To accomplish this I will need to establish an exigency, a common call to action, by using logos to reach the entire audience. Logos is an appeal based upon reasoning and logic, the simplest way to apply this is using facts. Unfortunately, simply stating facts is often not enough to appeal to an audience as broad as the American public, the facts must be presented in an accessible format so that they are easily retrievable by a variety of readers. To address the text accessibility I plan to summarize the most pertinent facts and statistics into an infographic and narrated motion graphic to engage the casual or busy reader through verbal-visual integration.

In addition to producing content for the casual or busy reader I intend to develop a much more in depth proposal that lays out in detail the supporting information such as developmental psychology research, teaching methodologies, and teacher training program results.

The third strategy I am considering using, an ethos appeal, poses a potential limiting factor. I have experience working and attending multiple education systems and have gained great personal insight and experience in this field. However, I gained much of that experience serving with a non-profit AmeriCorps program. I also gained much of my experience in private schooling. Providing the reader with that information may have the unintended consequence of immediately deterring readers whose values do not align with those of AmeriCorps or private schooling – causing an inadvertent crisis of pathos.

2 thoughts on “Educator Training in America

  1. I think this is a great topic to talk about that has been addressed in the past, but there has not been a concrete solution. My mother has been an elementary school teach for about twenty years, so this topic resonates with me a little more than the others. Judging teachers based solely on test scores removes the focus away from teaching children the material. What eventually happens is that the teachers end up teaching test taking skills and methods instead of the material itself. While it is useful to be a good test taker, the focus should be mostly on the material that is on the test, and the strategies of the scoring well should be a secondary thought.
    While I don’t have a clean-cut solution to the problem, I think schools should reconsider the way they evaluate their teachers and the way the teachers are providing the tools to learn to their students. One way they could do this is to have more administrators evaluate the teacher-student interactions in the classroom. Another way could be to offer teachers seminars or classes on more effective teaching techniques. These seminars might show teachers strategies on how to explain certain concepts to students in various different ways, if they are having trouble grasping certain concepts.

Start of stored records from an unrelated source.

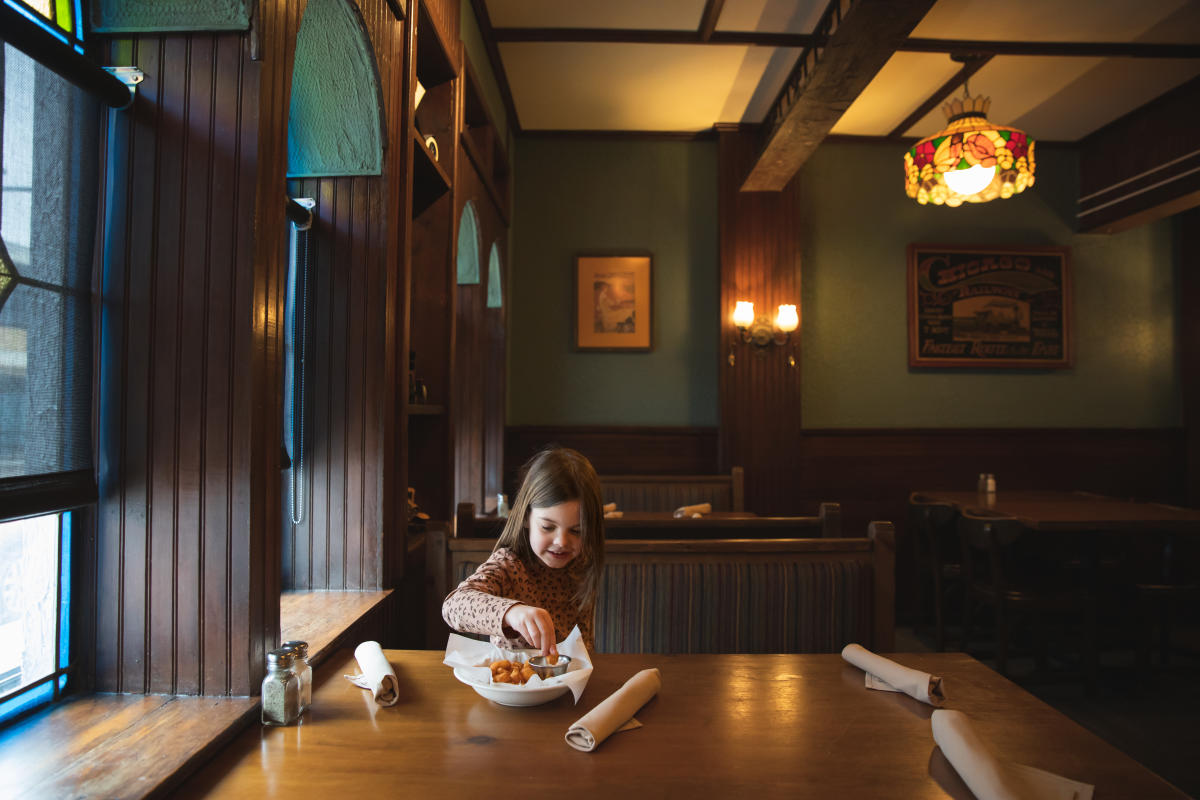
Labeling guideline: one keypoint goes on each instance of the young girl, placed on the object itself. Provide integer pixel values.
(543, 577)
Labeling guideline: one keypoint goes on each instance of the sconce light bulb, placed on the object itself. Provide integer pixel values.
(743, 316)
(787, 320)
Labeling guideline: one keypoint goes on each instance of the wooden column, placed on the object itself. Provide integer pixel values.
(1187, 228)
(760, 394)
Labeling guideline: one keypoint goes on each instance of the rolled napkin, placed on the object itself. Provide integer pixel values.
(990, 779)
(891, 677)
(693, 511)
(615, 713)
(376, 673)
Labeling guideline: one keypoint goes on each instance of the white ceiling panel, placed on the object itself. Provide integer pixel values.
(654, 14)
(897, 91)
(558, 85)
(1048, 20)
(771, 16)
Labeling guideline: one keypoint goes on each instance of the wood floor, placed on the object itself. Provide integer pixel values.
(1151, 716)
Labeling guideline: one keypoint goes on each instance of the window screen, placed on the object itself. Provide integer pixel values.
(47, 223)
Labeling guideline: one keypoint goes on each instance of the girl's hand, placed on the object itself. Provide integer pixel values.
(534, 625)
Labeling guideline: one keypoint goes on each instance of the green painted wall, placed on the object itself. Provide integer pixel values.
(574, 196)
(857, 223)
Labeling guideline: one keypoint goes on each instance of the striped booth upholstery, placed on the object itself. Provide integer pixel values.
(787, 595)
(669, 492)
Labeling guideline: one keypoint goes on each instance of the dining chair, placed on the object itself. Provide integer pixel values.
(939, 559)
(1023, 588)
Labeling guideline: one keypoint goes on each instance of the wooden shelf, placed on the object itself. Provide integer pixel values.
(426, 409)
(430, 180)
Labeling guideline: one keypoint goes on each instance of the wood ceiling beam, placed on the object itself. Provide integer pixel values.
(493, 54)
(826, 82)
(969, 68)
(708, 19)
(798, 41)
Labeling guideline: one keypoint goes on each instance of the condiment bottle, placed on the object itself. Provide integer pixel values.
(301, 669)
(281, 690)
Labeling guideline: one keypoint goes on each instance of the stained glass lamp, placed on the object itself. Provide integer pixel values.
(971, 160)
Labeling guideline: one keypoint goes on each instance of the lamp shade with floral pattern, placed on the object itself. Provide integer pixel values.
(971, 160)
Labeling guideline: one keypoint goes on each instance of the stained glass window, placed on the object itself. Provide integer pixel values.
(60, 18)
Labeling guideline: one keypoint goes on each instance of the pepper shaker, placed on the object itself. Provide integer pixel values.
(301, 669)
(281, 690)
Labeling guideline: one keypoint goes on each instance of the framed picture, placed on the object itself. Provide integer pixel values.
(995, 307)
(613, 305)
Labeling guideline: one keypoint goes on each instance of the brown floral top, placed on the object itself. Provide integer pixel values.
(479, 603)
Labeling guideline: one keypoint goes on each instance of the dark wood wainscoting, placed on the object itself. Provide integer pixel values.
(871, 471)
(616, 449)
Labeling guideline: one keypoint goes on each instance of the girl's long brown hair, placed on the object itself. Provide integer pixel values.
(557, 475)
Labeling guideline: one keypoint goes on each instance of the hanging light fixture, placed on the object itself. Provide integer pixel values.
(971, 160)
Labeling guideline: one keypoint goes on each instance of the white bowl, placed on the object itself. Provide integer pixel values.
(515, 696)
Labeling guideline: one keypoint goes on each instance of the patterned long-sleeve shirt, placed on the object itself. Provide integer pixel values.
(479, 603)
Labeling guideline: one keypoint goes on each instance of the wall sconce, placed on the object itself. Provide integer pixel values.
(761, 332)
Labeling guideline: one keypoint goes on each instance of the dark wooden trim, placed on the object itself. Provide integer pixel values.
(493, 55)
(37, 494)
(972, 66)
(1083, 49)
(624, 136)
(709, 18)
(825, 80)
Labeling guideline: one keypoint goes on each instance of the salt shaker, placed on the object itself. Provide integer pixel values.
(301, 669)
(281, 690)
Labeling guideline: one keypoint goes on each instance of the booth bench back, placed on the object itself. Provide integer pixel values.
(784, 595)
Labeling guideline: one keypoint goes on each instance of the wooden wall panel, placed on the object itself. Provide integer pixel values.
(1187, 235)
(616, 450)
(760, 394)
(179, 573)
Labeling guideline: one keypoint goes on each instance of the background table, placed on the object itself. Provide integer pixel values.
(724, 726)
(1077, 511)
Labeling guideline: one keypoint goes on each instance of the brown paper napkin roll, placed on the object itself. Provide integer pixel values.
(991, 779)
(913, 683)
(615, 711)
(689, 511)
(377, 673)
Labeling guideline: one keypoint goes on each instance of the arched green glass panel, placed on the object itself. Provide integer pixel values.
(468, 245)
(495, 289)
(335, 121)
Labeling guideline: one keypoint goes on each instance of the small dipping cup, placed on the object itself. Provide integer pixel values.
(543, 668)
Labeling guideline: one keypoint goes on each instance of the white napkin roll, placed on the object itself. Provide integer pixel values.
(377, 673)
(695, 510)
(913, 683)
(990, 779)
(615, 711)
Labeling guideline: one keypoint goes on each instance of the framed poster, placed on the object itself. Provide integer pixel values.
(612, 302)
(989, 307)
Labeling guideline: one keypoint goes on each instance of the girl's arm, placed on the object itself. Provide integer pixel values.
(480, 602)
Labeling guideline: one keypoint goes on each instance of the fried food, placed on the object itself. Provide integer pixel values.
(510, 672)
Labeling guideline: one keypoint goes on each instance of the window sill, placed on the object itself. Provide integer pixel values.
(135, 745)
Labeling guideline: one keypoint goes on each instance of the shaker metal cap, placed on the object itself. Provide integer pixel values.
(281, 657)
(301, 648)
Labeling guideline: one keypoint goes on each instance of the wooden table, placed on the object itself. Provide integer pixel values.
(723, 726)
(1078, 511)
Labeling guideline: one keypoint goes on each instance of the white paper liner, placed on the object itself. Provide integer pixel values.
(473, 659)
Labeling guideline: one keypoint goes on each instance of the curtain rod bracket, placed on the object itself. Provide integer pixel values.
(129, 76)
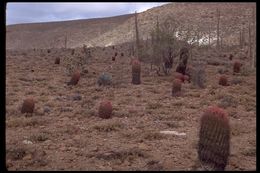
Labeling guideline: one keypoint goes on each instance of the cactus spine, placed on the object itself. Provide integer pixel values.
(214, 139)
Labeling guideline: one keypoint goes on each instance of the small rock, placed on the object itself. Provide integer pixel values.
(76, 97)
(27, 157)
(77, 137)
(27, 142)
(63, 148)
(46, 109)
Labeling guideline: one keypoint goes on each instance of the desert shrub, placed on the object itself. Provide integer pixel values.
(198, 77)
(105, 109)
(74, 78)
(236, 67)
(104, 79)
(176, 87)
(228, 101)
(223, 80)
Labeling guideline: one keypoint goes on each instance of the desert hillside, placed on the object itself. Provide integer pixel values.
(115, 30)
(100, 108)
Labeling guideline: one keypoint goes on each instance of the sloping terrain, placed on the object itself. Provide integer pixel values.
(65, 132)
(119, 29)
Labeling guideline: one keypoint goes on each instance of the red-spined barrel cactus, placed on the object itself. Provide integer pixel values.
(230, 57)
(214, 139)
(28, 105)
(236, 67)
(176, 87)
(179, 76)
(57, 60)
(75, 78)
(223, 80)
(136, 72)
(105, 109)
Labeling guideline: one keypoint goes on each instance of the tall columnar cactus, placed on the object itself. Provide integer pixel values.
(176, 87)
(236, 67)
(28, 106)
(105, 109)
(136, 72)
(214, 139)
(223, 80)
(75, 78)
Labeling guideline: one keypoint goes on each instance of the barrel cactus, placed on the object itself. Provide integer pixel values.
(105, 109)
(214, 139)
(236, 67)
(28, 105)
(223, 80)
(136, 72)
(57, 60)
(75, 78)
(104, 79)
(176, 87)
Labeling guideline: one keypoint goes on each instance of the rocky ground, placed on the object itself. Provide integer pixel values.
(65, 133)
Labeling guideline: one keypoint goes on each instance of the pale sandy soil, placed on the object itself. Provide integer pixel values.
(72, 137)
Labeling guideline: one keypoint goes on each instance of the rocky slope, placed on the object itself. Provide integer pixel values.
(119, 29)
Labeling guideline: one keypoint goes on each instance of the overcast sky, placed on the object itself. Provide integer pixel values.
(44, 12)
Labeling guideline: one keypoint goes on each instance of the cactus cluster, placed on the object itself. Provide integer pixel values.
(104, 79)
(214, 139)
(236, 67)
(75, 78)
(181, 77)
(105, 109)
(223, 80)
(198, 77)
(28, 105)
(176, 87)
(136, 72)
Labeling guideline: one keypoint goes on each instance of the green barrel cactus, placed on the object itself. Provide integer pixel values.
(214, 139)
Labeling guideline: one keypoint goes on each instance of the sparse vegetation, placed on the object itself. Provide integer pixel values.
(75, 124)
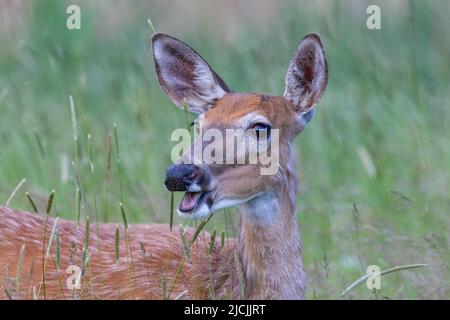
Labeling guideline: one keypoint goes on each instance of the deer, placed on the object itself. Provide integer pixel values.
(264, 261)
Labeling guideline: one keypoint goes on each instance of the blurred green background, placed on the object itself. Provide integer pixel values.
(374, 163)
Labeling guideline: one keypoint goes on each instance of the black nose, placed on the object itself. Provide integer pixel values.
(180, 176)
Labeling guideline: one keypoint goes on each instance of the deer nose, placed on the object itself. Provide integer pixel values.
(179, 177)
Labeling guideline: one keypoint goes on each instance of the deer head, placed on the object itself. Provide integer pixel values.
(185, 77)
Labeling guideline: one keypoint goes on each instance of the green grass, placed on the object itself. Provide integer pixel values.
(387, 96)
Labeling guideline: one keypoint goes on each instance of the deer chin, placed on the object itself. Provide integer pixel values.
(194, 205)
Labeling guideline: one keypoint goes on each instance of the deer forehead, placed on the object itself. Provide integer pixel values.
(242, 110)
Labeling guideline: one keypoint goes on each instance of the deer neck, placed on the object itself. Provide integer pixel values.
(269, 243)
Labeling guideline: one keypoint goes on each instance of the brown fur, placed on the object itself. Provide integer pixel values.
(201, 275)
(268, 246)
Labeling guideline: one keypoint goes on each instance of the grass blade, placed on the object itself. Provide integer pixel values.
(19, 185)
(171, 210)
(33, 204)
(382, 273)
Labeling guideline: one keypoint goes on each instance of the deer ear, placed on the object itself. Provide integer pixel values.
(307, 76)
(183, 74)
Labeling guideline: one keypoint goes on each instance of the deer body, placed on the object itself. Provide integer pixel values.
(153, 262)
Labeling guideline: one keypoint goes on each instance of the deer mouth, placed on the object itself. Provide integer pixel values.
(191, 201)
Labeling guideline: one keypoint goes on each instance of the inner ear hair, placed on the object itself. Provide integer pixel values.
(184, 75)
(307, 74)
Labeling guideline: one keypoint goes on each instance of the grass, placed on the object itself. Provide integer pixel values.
(378, 143)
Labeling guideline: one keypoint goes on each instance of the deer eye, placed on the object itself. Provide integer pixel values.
(261, 128)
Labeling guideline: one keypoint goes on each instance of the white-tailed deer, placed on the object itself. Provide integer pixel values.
(263, 262)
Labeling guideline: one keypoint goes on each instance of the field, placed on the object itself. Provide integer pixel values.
(374, 163)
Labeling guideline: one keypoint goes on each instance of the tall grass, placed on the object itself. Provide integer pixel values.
(379, 138)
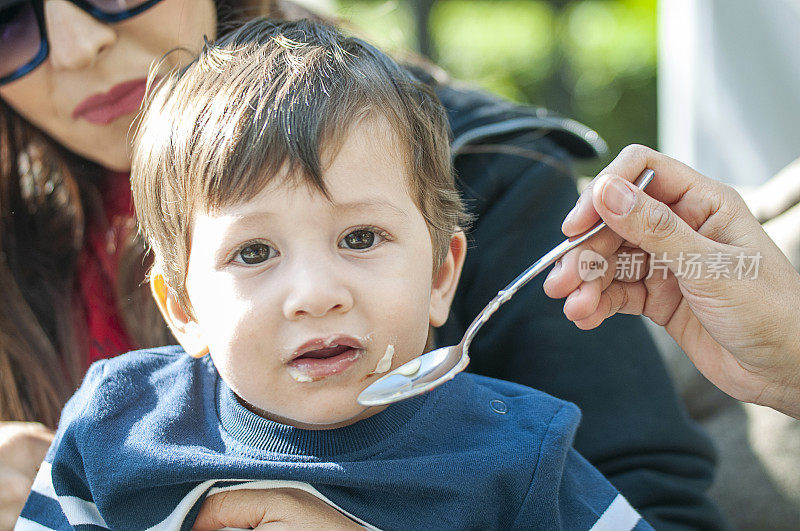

  2. The writer above notes, “This appeal to a person’s emotions and values is known as pathos; and it is a strategy widely used by the media today which has led to an emotional and skeptical public. My goal is to engage readers that span the political spectrum and demonstrate how improving educator training standards can benefit our nation as a whole.”

    As an avid Facebooker and as one who has attended two conservative academic institutions and two liberal ones (By 2018, I should have four degrees in total from said places. You can praise me later for enduring right and left dung since 2004. 😉 Facetious is my middle name. -BFS.), I see the gamut of political smut produced from both sides on Zuckerberg’s Book of Faces. Liberals in the media paint Donald Trump as Satan’s twin, and conservatives in the media make Hitler seem more upstanding than Hillary. Both right and left know how to fiddle the emotions of gullibles. It’s not to say there’s not some truth in what both the left and right are saying (There is very well a kernel of truth in all of it, but that damn husk of fabrication has got to go!); let’s be honest if pathos makes you money, then pathos is going to be exalted through various media. By painting the opposition as more evil than they may be, not only do left and right use scare tactics which is to do pathos, they gain followers to tune in because these sorry people want to control what they can so they do not fall at the hands of said alleged evil persons. The truly evil may just be the news makers themselves who use pathos as a means to make their dough by producing fiction instead of really showing what’s going on.